Why it matters: What is essentially public money is now being invested at higher levels than ever in private equity at a time when the asset class may be in for trouble.
- Private equity significantly outperformed public equities in recent years, delivering 25% returns before fees compared to just under 15% for traditional equities between 2010 and 2016.
- But deals are starting to dry up right as managers are seeing a flood of fresh capital.
- "Private equity has performed well relative to other investments and the pension industry tends to chase returns, often to its own detriment," Tina Byles Williams, CEO and CIO of FIS Group and a former chief investor for the City of Philadelphia's pension system, tells Axios.

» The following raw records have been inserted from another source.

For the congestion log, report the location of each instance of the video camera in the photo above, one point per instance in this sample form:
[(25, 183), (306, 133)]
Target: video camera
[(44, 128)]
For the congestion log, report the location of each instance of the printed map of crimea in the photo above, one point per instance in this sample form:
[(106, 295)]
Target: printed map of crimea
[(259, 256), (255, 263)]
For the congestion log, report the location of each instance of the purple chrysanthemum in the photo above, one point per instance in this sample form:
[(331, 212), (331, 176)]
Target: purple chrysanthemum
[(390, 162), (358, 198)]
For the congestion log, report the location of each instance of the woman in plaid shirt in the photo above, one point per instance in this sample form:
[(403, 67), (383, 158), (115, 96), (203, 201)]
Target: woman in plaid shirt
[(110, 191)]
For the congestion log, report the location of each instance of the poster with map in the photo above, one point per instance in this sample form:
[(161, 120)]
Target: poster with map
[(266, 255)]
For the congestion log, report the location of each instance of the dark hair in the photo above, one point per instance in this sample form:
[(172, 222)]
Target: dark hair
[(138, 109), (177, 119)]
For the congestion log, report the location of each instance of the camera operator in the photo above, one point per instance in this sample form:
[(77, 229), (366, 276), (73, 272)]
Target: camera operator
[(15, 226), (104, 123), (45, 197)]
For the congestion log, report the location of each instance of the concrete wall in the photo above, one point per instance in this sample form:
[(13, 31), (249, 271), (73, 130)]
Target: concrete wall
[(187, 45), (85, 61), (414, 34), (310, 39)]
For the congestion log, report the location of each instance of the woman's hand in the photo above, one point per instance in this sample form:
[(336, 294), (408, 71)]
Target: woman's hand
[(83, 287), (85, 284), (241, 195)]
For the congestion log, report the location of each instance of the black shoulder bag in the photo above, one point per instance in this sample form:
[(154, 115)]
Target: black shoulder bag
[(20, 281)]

By the numbers: Public pension plans announced 954 new private equity mandate awards — essentially buys or allocations to new assets — for 2018. This put private equity investments in the No. 1 spot for new allocations among these public pensions last year.
Watch out: More private equity managers are holding onto more cash than ever before, and are having to pay more for deals because of increased competition, often diluting returns and leading managers to take riskier bets.
- Data from Preqin shows total unused cash, or dry powder, reached $2.1 trillion for private capital investors at the end of June, with dry powder for just private equity rising to $1.2 trillion — both record highs.
- Through the first half of 2018 the total number of PE-backed exits was on pace to drop for the third consecutive year.
- Deals are also closing much faster, with an average of nearly 13 months to close any type of PE fund, on pace to be the fastest in at least a decade.
The bottom line: "You have to think, 'Are there enough deals to profitably invest that level of dry powder?'" Byles Williams said. "I don’t know the answer to that question, but I would be skeptical."